2025年夏に急逝した、元女子ナショナルチーム監督の近藤欽司氏の著書『夢に向かいて 〜インターハイとともに歩んだ卓球指導人生40年〜』(2004年1月発行/絶版)。日本女子監督として世界選手権でメダルを獲得。インターハイでは監督として8度の全国優勝を成し遂げた。勝てない時期があり、もがいた。大病をきっかけに、考え方を変えた──。指導に悩む人、試合で勝てない人にオススメの指導書を、王国PLUSで復刊。

Text by

近藤欽司KONDOU Kinji

2000年3月の全国高校選抜より

第五章〜指導術その二〜 試合で役立つ練習とは何か

※内容はすべて2003年12月現在

■ 相手の嫌なことを試合でできるようにする練習

 練習の重要性については、いろいろ経験をする中で反省し、改革を重ねてきました。そのことを一番強く感じたのは、ベンチコーチとして選手にアドバイスをする時でした。

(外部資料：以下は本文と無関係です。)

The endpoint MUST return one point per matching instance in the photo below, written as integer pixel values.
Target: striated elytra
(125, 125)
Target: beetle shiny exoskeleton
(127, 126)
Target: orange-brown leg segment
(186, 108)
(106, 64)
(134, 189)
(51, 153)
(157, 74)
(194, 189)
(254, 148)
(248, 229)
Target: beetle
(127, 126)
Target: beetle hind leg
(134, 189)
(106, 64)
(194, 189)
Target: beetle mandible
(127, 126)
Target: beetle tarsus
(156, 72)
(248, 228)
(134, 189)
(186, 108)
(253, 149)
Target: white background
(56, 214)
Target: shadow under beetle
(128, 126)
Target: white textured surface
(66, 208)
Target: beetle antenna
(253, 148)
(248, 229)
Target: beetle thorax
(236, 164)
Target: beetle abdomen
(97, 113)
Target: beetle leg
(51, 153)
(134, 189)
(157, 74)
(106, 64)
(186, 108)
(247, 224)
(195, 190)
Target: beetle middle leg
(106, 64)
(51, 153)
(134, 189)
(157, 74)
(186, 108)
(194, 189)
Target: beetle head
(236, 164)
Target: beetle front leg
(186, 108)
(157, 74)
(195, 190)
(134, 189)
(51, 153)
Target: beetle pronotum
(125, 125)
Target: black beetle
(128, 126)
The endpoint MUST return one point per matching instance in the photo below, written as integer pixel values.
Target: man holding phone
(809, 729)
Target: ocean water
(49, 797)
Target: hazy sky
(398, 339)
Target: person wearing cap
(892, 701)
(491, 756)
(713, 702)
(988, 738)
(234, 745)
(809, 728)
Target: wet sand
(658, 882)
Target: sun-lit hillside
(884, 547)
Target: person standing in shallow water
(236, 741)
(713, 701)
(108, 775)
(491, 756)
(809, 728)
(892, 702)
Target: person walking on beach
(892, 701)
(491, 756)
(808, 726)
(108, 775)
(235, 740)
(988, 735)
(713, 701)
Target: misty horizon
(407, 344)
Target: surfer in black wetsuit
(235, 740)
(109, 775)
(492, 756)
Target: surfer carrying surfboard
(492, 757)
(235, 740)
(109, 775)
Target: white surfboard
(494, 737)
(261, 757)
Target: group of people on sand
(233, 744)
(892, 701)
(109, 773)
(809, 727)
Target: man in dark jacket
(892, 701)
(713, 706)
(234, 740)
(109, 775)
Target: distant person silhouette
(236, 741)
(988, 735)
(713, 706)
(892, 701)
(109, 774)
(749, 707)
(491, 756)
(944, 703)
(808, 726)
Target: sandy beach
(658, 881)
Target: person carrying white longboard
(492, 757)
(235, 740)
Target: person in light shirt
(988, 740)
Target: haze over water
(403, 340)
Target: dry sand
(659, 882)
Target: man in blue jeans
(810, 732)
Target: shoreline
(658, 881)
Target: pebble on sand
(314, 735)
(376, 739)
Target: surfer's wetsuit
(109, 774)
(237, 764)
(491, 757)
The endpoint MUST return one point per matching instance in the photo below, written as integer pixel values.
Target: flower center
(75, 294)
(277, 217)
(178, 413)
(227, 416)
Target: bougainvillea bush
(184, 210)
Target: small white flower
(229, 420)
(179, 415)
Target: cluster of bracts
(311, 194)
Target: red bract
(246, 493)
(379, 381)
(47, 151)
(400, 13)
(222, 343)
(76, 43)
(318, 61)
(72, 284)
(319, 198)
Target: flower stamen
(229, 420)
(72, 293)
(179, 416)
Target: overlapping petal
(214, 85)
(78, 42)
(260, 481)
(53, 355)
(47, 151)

 選手に、練習していないことを試合で要求しても、急にできるわけがありません。果たして試合でアドバイスした内容を、選手が実際に練習してきたかどうか、一度自分のアドバイスをテープレコーダーで記録してみました。そして、アドバイスした内容を意外に練習していないことに気づいたのです。

 ゲーム間のアドバイスの内容で気がついたことは、相手の嫌なことをする練習が不足している点です。例えば、試合で選手に「相手のミドルを突け」と言っても、意外とミドルに打つことはできません。ふだんから相手のミドルを突く練習が必要です。その方法として、相手の台の左右にタオルを敷いてミドルだけ空けて、徹底的にそこをつかせる練習です。あるいは、フォアかバックかどちらかのコースを攻めていくケースを想定して、半面にタオルを敷いて、空いている部分にボールを打つ練習をしておけば、試合の中でも実行できるようになります。